General practitioner management of chronic diseases in adults with severe mental illness: a community intervention trial
CM Cameron, JC Nazar, C Ehrlich, E Kendall, D Crompton, AM Liddy, S Kisley
Objective: The aim of the present study was to assess the effects of a community intervention aimed at general practitioners (GPs) by comparing Medicare claims data from patients with severe mental illness (SMI) of GPs exposed to the intervention and controls that were not.
Methods: A comparison was made of primary care consultation and pathology data of people with SMI from intervention and control areas. Negative binomial regression models were used to compare the frequency and length of GP consultations, as well as the number and type of pathology examinations.
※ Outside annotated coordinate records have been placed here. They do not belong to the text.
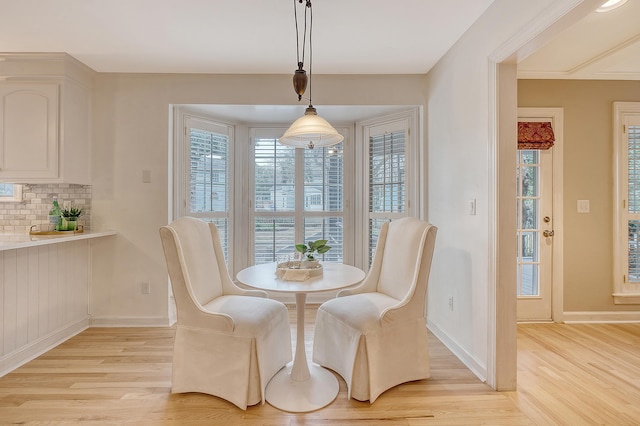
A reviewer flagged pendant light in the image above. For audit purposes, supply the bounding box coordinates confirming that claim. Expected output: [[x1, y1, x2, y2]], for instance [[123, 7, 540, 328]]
[[279, 0, 344, 149]]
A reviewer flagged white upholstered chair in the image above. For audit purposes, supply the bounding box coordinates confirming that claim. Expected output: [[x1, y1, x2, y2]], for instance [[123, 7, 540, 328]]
[[313, 218, 437, 403], [160, 217, 292, 410]]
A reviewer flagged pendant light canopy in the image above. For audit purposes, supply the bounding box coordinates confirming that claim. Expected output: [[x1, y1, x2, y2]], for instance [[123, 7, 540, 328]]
[[279, 0, 344, 149]]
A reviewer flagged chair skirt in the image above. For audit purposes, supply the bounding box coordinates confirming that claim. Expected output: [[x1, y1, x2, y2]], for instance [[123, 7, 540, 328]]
[[171, 299, 291, 410]]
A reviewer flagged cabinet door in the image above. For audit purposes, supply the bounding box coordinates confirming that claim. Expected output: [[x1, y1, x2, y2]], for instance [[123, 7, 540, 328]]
[[0, 83, 59, 183]]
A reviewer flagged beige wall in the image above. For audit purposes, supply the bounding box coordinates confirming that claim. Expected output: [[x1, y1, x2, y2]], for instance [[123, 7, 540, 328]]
[[518, 80, 640, 312], [90, 74, 426, 325]]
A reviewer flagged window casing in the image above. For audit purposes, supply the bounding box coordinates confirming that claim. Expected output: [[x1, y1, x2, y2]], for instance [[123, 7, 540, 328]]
[[170, 105, 420, 276], [358, 111, 420, 269], [174, 113, 234, 267], [250, 128, 349, 264]]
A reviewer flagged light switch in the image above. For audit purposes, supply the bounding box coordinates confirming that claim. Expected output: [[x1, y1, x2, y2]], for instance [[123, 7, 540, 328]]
[[469, 198, 476, 216], [578, 200, 589, 213]]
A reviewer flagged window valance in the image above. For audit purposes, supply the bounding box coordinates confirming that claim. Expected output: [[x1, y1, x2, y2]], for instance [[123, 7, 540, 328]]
[[518, 121, 556, 149]]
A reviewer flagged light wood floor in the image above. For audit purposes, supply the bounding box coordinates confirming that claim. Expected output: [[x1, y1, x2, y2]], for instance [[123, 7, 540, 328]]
[[0, 310, 640, 426]]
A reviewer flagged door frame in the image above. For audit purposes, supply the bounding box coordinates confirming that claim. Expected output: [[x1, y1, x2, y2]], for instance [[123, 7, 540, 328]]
[[518, 107, 564, 322]]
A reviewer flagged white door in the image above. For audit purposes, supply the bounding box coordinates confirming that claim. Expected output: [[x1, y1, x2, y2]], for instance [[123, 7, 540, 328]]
[[516, 111, 561, 321]]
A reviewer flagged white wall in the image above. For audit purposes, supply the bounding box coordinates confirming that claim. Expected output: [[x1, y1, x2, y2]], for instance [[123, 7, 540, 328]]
[[427, 0, 592, 388], [90, 74, 425, 325]]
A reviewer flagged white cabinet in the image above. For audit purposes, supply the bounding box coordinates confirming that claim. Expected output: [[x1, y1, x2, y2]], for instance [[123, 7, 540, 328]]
[[0, 83, 59, 183], [0, 54, 93, 185]]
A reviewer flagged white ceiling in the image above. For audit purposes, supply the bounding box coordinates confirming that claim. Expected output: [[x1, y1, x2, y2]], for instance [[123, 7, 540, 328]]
[[0, 0, 640, 123], [518, 0, 640, 80], [0, 0, 493, 74]]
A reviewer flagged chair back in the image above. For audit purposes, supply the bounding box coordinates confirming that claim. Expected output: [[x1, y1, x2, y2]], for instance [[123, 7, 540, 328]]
[[160, 217, 226, 308], [372, 217, 436, 304]]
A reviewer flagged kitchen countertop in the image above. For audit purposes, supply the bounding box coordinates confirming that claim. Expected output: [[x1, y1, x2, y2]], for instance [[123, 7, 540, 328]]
[[0, 231, 117, 251]]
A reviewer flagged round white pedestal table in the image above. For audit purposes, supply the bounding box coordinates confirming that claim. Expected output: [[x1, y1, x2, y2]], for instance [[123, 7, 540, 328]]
[[236, 262, 365, 413]]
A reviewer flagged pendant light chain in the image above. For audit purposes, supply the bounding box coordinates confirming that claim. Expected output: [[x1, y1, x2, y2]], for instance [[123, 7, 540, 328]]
[[279, 0, 344, 149]]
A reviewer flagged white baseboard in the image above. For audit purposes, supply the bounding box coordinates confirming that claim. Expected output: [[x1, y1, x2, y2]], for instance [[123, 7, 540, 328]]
[[0, 318, 89, 377], [89, 316, 172, 327], [563, 311, 640, 324], [427, 318, 487, 382]]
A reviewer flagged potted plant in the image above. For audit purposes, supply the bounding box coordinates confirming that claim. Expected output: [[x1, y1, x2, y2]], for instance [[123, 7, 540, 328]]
[[296, 240, 331, 268], [60, 207, 82, 231]]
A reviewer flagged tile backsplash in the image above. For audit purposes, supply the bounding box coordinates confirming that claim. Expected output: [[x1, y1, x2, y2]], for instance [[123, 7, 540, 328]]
[[0, 183, 91, 233]]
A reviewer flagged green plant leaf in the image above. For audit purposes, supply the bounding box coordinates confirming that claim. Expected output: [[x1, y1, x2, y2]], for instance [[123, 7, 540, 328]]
[[318, 246, 331, 254]]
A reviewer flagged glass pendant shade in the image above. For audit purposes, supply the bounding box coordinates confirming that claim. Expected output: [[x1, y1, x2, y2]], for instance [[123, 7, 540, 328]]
[[279, 105, 344, 149]]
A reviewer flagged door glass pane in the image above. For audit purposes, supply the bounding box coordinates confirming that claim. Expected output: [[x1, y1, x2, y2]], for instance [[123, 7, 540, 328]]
[[189, 128, 229, 213], [304, 217, 343, 262], [254, 138, 344, 264], [304, 143, 343, 212], [253, 217, 295, 265], [516, 150, 540, 297], [627, 126, 640, 214]]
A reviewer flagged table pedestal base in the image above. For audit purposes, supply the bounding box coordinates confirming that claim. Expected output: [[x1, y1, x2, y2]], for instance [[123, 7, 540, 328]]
[[266, 363, 339, 413]]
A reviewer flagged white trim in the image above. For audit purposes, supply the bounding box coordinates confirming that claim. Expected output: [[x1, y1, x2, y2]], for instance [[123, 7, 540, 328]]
[[0, 318, 89, 377], [564, 311, 640, 324], [518, 107, 564, 322], [89, 316, 172, 328], [427, 318, 487, 382]]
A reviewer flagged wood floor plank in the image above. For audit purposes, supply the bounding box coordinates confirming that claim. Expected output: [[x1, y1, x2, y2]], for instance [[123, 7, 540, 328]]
[[0, 307, 640, 426]]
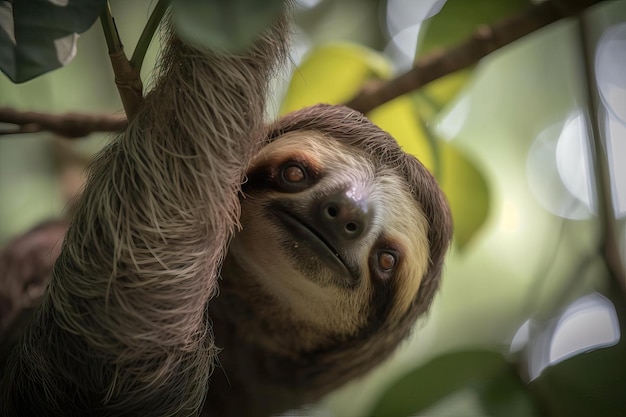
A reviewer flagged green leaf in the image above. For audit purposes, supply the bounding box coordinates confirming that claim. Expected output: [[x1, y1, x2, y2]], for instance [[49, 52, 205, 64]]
[[0, 0, 106, 83], [172, 0, 284, 51], [370, 350, 510, 417], [368, 95, 439, 173], [474, 366, 537, 417], [369, 94, 491, 250], [530, 335, 626, 417], [438, 141, 490, 250], [280, 43, 391, 114]]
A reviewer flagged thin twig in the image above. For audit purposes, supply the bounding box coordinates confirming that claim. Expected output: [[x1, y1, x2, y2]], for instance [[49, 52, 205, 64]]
[[0, 0, 602, 137], [100, 2, 143, 118], [346, 0, 602, 113], [579, 17, 626, 294], [0, 107, 127, 138], [130, 0, 170, 72]]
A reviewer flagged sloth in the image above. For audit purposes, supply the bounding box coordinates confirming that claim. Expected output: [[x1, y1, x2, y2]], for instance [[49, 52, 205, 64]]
[[0, 3, 452, 416]]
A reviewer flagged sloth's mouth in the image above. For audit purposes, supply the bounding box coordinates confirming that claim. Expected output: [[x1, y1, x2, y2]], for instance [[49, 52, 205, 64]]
[[274, 208, 354, 277]]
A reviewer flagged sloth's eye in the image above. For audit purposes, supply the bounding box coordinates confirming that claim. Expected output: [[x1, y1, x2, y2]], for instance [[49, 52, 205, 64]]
[[377, 251, 398, 272], [282, 162, 306, 184]]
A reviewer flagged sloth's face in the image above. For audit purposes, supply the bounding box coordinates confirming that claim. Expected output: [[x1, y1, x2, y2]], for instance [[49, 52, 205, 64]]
[[226, 131, 429, 348]]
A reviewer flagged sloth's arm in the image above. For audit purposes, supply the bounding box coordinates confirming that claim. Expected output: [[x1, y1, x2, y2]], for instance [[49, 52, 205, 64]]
[[0, 13, 287, 416]]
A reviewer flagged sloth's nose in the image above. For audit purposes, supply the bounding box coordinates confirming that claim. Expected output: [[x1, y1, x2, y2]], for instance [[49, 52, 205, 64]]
[[318, 186, 372, 240]]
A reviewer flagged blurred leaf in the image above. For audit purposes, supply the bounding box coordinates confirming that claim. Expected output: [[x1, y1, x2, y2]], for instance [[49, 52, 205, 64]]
[[438, 141, 490, 249], [416, 0, 529, 58], [475, 366, 537, 417], [418, 70, 471, 112], [172, 0, 283, 51], [370, 350, 510, 417], [368, 96, 438, 172], [0, 0, 106, 83], [530, 335, 626, 417], [280, 43, 391, 114]]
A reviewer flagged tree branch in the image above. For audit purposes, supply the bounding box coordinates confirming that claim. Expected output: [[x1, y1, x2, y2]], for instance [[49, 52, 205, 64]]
[[346, 0, 602, 113], [0, 0, 603, 138], [0, 107, 126, 138]]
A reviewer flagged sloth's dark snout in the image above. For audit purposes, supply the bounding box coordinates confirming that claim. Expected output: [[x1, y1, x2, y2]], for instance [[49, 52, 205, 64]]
[[313, 186, 372, 244]]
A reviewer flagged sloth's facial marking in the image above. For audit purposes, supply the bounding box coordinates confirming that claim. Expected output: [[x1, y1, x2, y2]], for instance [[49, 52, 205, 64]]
[[230, 131, 429, 344]]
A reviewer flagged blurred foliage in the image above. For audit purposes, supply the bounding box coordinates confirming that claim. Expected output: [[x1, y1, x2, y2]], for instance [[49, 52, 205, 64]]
[[171, 0, 283, 50], [0, 0, 106, 83], [0, 0, 626, 417], [370, 350, 534, 417], [281, 43, 489, 248]]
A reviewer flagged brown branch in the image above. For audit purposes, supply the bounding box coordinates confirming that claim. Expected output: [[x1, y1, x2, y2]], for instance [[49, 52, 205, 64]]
[[346, 0, 602, 113], [0, 107, 126, 138], [0, 0, 603, 138]]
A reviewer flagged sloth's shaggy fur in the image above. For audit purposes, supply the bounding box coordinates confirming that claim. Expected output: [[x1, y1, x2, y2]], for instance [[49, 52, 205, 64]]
[[0, 3, 452, 417], [0, 12, 288, 416]]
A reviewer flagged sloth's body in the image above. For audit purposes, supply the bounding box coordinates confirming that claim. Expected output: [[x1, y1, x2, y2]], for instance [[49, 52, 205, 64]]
[[0, 4, 451, 416]]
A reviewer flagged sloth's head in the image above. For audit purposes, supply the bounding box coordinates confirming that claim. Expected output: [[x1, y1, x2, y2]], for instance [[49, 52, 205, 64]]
[[223, 105, 452, 382]]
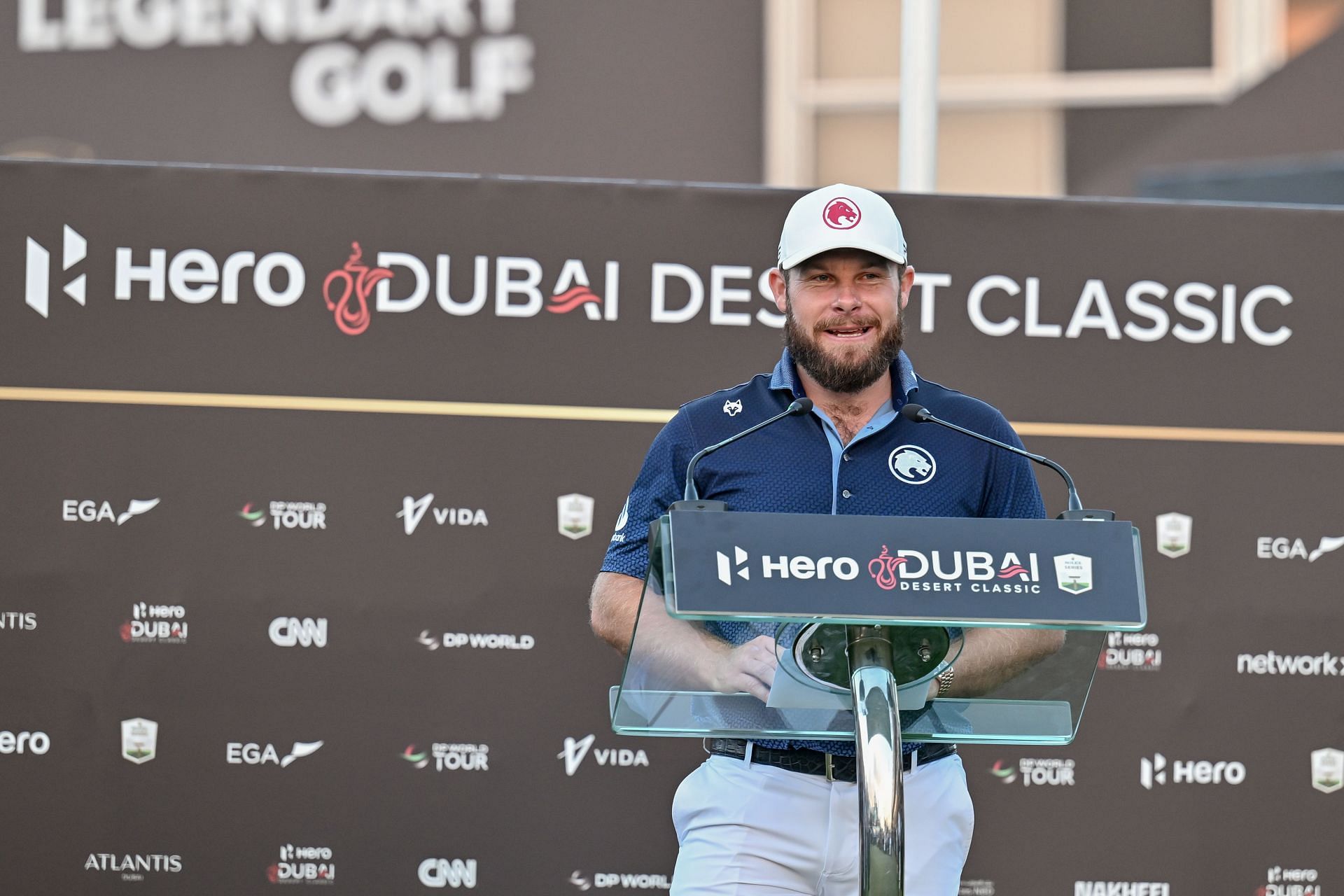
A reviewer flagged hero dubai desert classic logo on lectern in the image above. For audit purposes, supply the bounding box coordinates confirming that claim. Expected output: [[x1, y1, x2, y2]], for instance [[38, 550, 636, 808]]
[[865, 544, 1040, 594]]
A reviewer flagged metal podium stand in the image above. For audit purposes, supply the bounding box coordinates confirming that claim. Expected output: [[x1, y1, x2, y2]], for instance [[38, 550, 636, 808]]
[[610, 509, 1147, 896]]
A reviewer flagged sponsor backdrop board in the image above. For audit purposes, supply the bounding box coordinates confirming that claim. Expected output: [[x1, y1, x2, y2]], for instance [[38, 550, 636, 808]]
[[0, 0, 764, 183], [0, 161, 1344, 896]]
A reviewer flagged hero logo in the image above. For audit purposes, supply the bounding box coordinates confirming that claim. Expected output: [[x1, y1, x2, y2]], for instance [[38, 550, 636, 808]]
[[0, 731, 51, 756], [60, 498, 159, 525], [23, 224, 89, 317], [714, 545, 859, 584], [1138, 752, 1246, 790], [270, 617, 327, 648], [225, 740, 326, 769], [555, 735, 649, 778], [419, 858, 486, 889], [1255, 536, 1344, 563], [24, 224, 307, 317]]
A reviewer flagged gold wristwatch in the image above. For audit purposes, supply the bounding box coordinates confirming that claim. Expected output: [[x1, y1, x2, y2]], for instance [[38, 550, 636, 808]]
[[934, 666, 957, 697]]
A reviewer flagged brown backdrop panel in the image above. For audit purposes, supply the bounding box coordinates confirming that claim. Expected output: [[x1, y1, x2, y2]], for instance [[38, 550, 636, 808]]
[[0, 162, 1344, 896]]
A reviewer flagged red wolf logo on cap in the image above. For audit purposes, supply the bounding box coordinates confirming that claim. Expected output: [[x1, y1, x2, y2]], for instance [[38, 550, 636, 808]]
[[821, 197, 863, 230], [323, 243, 393, 336]]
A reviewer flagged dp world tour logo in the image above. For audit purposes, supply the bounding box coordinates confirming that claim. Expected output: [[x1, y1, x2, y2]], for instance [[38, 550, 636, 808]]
[[821, 196, 863, 230], [323, 243, 394, 336]]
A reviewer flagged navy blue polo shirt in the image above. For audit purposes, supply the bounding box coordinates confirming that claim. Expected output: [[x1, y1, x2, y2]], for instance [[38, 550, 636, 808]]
[[602, 349, 1046, 755]]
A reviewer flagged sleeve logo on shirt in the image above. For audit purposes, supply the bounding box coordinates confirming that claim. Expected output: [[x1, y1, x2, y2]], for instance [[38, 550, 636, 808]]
[[887, 444, 938, 485], [612, 497, 630, 542]]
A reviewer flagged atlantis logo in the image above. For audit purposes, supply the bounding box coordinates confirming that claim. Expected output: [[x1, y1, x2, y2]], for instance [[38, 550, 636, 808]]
[[85, 853, 181, 880]]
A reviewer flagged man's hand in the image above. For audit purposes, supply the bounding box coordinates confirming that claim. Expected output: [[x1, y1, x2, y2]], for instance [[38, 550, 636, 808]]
[[708, 634, 780, 703]]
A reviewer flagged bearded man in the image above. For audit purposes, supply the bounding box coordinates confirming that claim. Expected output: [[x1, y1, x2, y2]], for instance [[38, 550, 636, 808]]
[[590, 184, 1062, 896]]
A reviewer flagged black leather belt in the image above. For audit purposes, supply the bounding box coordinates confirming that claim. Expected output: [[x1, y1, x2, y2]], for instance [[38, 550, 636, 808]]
[[704, 738, 957, 780]]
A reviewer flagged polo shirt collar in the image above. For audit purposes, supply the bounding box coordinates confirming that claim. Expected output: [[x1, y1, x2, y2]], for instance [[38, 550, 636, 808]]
[[770, 349, 919, 407]]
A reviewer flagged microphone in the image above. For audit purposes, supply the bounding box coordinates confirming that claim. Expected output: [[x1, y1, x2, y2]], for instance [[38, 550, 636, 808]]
[[678, 398, 812, 504], [900, 403, 1116, 520]]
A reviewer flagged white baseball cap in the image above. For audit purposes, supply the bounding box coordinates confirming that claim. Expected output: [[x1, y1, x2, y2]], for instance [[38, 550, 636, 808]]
[[780, 184, 906, 270]]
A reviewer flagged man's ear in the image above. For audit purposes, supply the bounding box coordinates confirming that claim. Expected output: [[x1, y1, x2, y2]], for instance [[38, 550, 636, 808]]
[[770, 267, 789, 314]]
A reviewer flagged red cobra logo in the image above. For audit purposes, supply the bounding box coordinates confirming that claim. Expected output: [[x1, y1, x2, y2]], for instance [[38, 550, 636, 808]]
[[868, 544, 909, 591], [323, 243, 393, 336]]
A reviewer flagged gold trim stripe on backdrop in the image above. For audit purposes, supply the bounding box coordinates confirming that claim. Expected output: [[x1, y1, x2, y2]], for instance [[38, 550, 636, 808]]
[[0, 386, 1344, 446]]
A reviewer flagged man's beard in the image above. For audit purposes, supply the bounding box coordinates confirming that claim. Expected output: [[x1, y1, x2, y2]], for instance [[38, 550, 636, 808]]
[[783, 302, 904, 395]]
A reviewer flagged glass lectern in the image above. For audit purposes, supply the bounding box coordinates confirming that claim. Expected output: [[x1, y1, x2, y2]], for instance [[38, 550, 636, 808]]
[[610, 503, 1147, 893]]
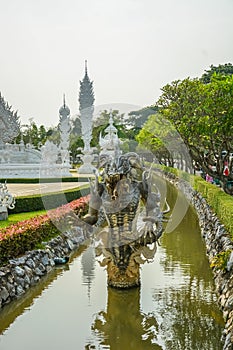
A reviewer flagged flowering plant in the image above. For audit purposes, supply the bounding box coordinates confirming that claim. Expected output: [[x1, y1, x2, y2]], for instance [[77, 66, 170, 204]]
[[0, 196, 89, 263]]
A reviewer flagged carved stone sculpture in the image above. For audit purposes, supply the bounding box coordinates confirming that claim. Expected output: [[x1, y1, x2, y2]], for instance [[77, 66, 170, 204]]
[[83, 152, 170, 288], [0, 183, 15, 220]]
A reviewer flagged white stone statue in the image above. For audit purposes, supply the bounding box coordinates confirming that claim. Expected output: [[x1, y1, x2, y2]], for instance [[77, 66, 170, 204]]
[[0, 183, 15, 220]]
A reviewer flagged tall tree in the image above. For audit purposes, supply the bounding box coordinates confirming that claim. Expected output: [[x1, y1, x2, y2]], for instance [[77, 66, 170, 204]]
[[200, 63, 233, 84], [157, 74, 233, 192]]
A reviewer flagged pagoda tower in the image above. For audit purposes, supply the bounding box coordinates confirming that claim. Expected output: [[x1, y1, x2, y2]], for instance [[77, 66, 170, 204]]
[[59, 94, 71, 176], [78, 61, 95, 174]]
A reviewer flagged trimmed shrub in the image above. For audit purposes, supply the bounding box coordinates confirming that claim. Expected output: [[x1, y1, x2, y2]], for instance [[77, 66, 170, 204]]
[[9, 185, 89, 214]]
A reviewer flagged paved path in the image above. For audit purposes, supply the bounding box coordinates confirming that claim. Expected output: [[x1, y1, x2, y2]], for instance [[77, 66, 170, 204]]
[[7, 182, 88, 197]]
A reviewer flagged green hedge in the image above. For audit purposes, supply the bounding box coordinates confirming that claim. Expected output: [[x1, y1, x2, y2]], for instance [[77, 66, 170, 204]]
[[0, 222, 60, 266], [155, 164, 233, 239], [0, 175, 89, 184], [0, 197, 88, 266], [194, 176, 233, 239], [9, 185, 89, 214]]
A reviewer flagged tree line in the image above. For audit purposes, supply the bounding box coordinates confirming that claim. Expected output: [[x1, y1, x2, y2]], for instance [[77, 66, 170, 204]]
[[12, 63, 233, 193]]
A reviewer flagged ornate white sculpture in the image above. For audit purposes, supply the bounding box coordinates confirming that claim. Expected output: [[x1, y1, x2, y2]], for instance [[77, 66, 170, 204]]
[[0, 183, 15, 220], [78, 61, 96, 174], [59, 95, 71, 176], [99, 113, 121, 158]]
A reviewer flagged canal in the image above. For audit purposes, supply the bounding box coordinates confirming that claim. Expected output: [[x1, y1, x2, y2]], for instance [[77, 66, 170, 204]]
[[0, 179, 224, 350]]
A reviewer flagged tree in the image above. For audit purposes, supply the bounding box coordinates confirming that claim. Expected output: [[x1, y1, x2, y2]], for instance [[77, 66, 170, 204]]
[[157, 74, 233, 192], [127, 106, 158, 138], [136, 113, 190, 167]]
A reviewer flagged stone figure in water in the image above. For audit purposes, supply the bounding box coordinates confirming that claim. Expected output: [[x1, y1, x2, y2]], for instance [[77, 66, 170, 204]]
[[83, 152, 169, 288]]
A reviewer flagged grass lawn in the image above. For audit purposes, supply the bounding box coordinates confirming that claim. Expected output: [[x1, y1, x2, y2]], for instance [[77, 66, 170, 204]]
[[0, 210, 47, 229]]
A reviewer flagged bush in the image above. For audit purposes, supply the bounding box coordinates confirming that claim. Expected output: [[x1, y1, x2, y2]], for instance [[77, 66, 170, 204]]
[[0, 176, 88, 184], [194, 176, 233, 238], [9, 185, 89, 214]]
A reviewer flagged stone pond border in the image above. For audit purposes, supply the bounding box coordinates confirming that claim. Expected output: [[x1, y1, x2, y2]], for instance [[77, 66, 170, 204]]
[[155, 169, 233, 350], [0, 227, 86, 310]]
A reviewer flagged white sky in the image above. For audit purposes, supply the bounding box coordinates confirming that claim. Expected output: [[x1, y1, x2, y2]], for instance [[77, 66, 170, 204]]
[[0, 0, 233, 126]]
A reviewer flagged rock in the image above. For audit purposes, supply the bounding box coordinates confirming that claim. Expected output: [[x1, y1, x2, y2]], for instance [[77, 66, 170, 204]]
[[0, 287, 10, 301], [16, 285, 25, 296], [14, 266, 25, 277]]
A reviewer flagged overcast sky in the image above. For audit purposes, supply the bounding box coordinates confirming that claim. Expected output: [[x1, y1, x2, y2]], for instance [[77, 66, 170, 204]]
[[0, 0, 233, 126]]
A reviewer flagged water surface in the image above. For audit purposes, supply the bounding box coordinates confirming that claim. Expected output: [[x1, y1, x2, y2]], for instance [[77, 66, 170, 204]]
[[0, 182, 224, 350]]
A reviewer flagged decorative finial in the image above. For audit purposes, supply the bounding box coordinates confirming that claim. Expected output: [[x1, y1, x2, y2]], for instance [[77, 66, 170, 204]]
[[85, 60, 87, 75]]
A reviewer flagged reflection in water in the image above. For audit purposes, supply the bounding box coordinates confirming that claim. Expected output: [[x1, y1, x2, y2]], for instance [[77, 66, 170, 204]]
[[0, 179, 223, 350], [81, 246, 96, 302]]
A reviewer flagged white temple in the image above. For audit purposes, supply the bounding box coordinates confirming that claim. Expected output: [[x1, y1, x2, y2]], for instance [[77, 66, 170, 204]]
[[99, 113, 121, 158]]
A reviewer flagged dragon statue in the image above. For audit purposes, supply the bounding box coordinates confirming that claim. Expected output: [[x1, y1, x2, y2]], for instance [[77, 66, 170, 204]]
[[82, 152, 170, 288]]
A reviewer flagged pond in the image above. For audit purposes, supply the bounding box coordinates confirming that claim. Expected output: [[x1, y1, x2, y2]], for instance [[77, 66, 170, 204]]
[[0, 179, 224, 350]]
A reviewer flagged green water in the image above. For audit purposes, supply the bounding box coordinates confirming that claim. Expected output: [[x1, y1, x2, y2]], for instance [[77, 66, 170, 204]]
[[0, 179, 224, 350]]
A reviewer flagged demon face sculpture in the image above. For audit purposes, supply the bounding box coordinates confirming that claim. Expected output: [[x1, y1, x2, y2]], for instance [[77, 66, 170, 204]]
[[83, 152, 169, 288]]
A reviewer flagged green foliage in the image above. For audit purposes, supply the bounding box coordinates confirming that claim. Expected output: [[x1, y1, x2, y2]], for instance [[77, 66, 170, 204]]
[[0, 197, 89, 265], [0, 176, 88, 184], [210, 250, 231, 272], [136, 113, 186, 166], [200, 63, 233, 84], [10, 186, 89, 214], [0, 222, 60, 265], [194, 176, 233, 239]]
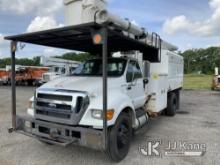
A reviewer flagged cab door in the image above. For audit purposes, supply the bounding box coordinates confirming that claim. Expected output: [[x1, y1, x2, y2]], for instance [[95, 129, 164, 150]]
[[126, 60, 146, 109]]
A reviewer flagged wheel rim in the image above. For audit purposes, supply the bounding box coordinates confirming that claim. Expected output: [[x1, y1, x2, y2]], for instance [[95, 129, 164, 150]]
[[117, 122, 129, 151]]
Results: Records of 103 people from intervention area and 98 controls were obtained. Intervention and control areas were not different at baseline in terms of age and claims data, but females had higher consultation rates. After adjusting for gender, people from intervention areas had more GP consultations, especially long consultations (adjusted incidence rate ratio 1.56; 95% confidence interval 1.28–1.91). They also had more pathology screening for chronic diseases, in accordance with implemented guideline recommendations. These benefits persisted after the end of the intervention.
Conclusion: These findings suggest that the ACTIVATE program aimed at training GPs to screen and better manage chronic diseases in adults with SMI had a positive effect up to 6 months after the trial, with demonstrated desired changes in medical management practices by GPs in the intervention area during that time.